A Chimera is a fire-breathing creature in Greek mythology: a female with a lion’s head, a goat’s body and a serpent’s tail. Aatish Tasser of the New York Times parses the cultural subtext of the Chimera with far more eloquence than I am able to achieve: “‘Chimera,’ the word — with a small ‘c’ — (has) passed into our lexicon, becoming shorthand for all that (is) illusory, grotesque, wondrous and out of reach, a three-way bridge between the human, the divine and the netherworldly.” A Chimera is also an unattainable desire — a non-reality that balances carefully between the physical and the arcane. The film explores this balance through the unsanctioned excavation of Etruscan artifacts the characters steal and pawn off to the elusive fence Spartaco (Alba Rohrwacher, “Hungry Hearts”).
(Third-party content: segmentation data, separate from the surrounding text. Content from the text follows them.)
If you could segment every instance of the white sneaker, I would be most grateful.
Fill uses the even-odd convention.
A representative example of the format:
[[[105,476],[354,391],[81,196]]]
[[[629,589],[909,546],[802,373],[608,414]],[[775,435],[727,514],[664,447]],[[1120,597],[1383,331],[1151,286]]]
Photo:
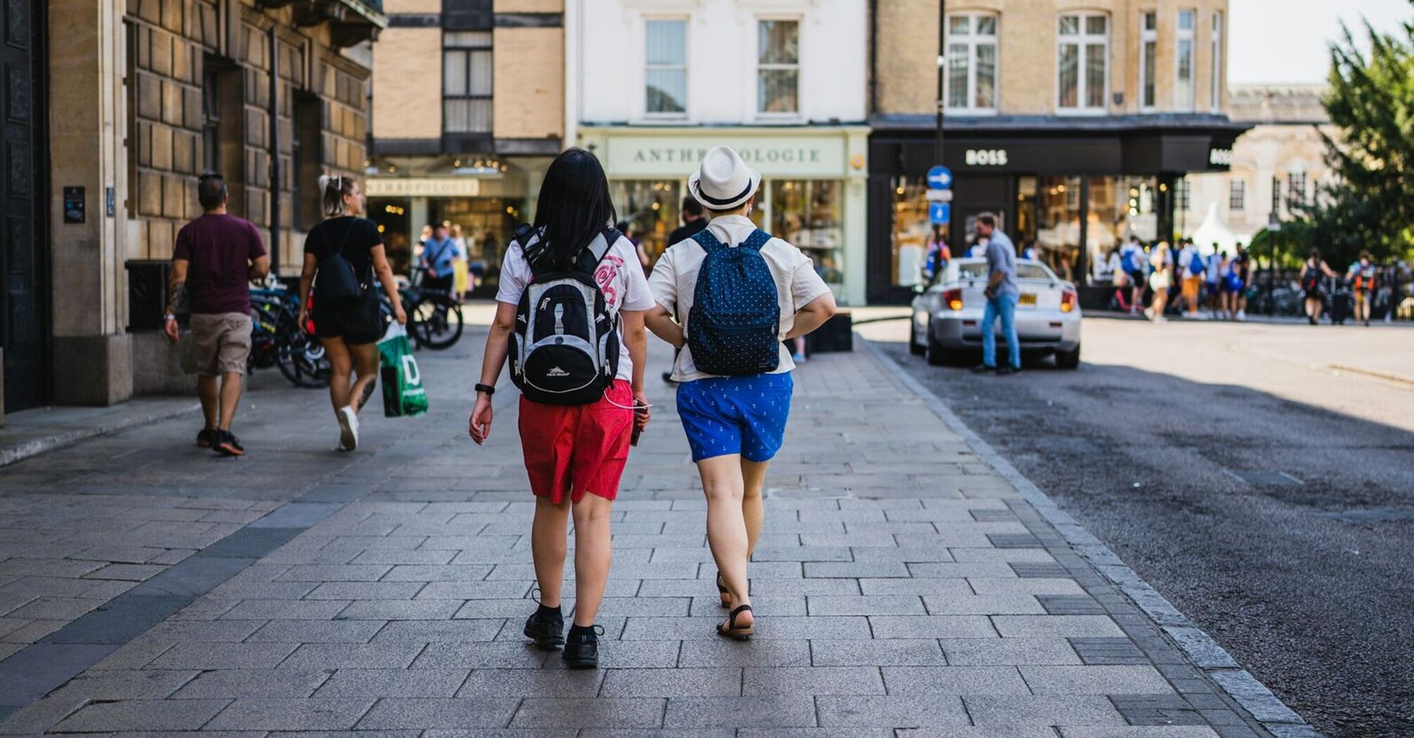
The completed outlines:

“La Chimera” is an archaeological film. It spotlights a practice that is dusty, muddy and morbid, but also romantic. The dead, who we are meant to pity and even fear, lay peacefully in the cool ground surrounded by their most valuable possessions, not able to stir even when their resting places are disturbed. They are immortal beings in this way, their memories kept by the clues left behind in bodily trauma and well-preserved treasures. Beniamina’s spirit is preserved by Arthur’s enduring love for her, found in the spiritual space he is able to momentarily access. There is a recurring visual of a red string in the film, one end in Beniamina’s hand and the other in Arthur’s. A Japanese legend my mother once told me came to mind: Tied to everyone’s pinky is an invisible red string that leads to someone whom we are destined to meet. Rohrwacher plays on a version of this idea to emphasize the tie between the living and the dead.
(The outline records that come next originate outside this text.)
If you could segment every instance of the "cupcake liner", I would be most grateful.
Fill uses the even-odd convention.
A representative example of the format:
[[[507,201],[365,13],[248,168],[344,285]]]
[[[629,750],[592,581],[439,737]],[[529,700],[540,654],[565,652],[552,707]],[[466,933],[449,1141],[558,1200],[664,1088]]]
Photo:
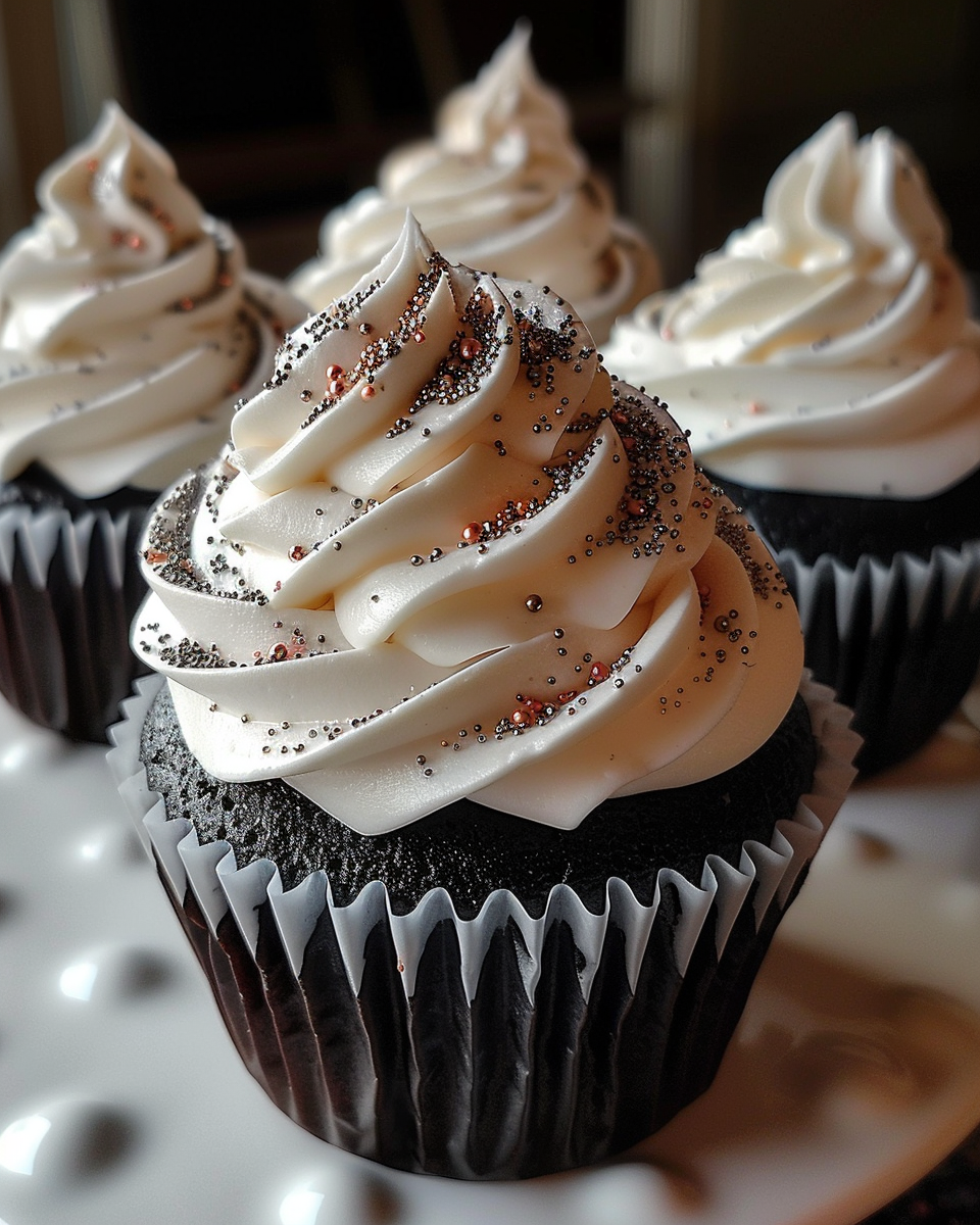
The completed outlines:
[[[875,773],[920,748],[956,709],[980,665],[980,541],[899,552],[891,565],[777,554],[800,610],[806,663],[854,709]]]
[[[462,920],[445,889],[408,914],[380,882],[337,907],[323,872],[283,891],[167,820],[138,760],[141,681],[109,761],[229,1033],[315,1134],[419,1172],[527,1177],[642,1139],[710,1083],[772,933],[853,778],[850,712],[804,684],[813,790],[737,867],[662,869],[653,904],[611,878],[600,914],[566,886],[533,919],[507,891]]]
[[[105,740],[147,669],[129,648],[146,510],[0,510],[0,692],[74,740]]]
Rohrwacher’s film is a love letter to Tuscany — her birthplace. This film captures Italy, a setting that already vibrates with the mystique and romance of history, anew. Despite primarily taking place in a real countryside of little extravagance, “La Chimera” is a dreamscape in which the viewer is immersed. Charming characters dressed in odd frocks occasionally speak directly to the camera in their romantic tongue, as if hooking arms with the viewer and pulling them along in their strange escapades. What results is a vacuum of time and space, in which only this story exists.
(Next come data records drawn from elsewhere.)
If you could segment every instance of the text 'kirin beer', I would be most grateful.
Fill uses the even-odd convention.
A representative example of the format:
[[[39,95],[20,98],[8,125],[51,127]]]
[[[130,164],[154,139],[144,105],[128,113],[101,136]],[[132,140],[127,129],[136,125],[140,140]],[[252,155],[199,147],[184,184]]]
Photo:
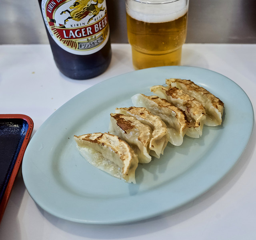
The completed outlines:
[[[38,0],[54,61],[76,79],[103,73],[111,59],[105,0]]]

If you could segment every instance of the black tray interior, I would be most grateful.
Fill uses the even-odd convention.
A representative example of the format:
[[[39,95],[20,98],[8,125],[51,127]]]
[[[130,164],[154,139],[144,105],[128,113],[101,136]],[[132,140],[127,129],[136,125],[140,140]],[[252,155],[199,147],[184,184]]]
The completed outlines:
[[[0,119],[0,203],[28,126],[23,119]]]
“La Chimera” changes pace when Arthur and his cronies discover an immaculate statue surrounded by a magnificent array of treasures beneath feet of tightly-packed sand. A red herring lures them from their cache, and they run away with the head of the freshly decapitated statue. Discovering their spoils stolen, the band of thieves set out to redeem their profit and find Spartaco presenting the incomplete statue to a room of art dealers.
Spartaco tells her audience that the anonymity of the beheaded statue is what makes it exquisite. She, a lost artifact without name or face, is a priceless shapeshifter. She is whoever the eye of her beholder longs to see. When Arthur holds the statue head in his hands and admires her features, we know it is Beniamina he sees. “You were not meant for human eyes,” he whispers, only to her. She is his Chimera, a heavenly fantasy that haunts him, and that he can only touch by crossing into another world.
Rohrwacher does not set out to compel Arthur to let go of his Beniamina — to release the red string that binds them — as more optimistic tales of love and woe would. This story, one of magic and other worlds, observes a truth often ignored by the idealist’s perspective on romance: grief and love are not so easily extinguished, even in death. “La Chimera” refuses to paint death in an ugly light, and instead embraces the wonder of its mystic, even immortal properties through passionate expression. It challenges the idea that life and death — past and present — must, and do, remain on separate planes of existence. The line between the living and the dead is just that — a line. Perhaps there is not so much separating the two worlds, and what endows Arthur with the sole power to move between them is his grief.
Pull on the red string that “La Chimera” grasps the other end of, and stray into another world.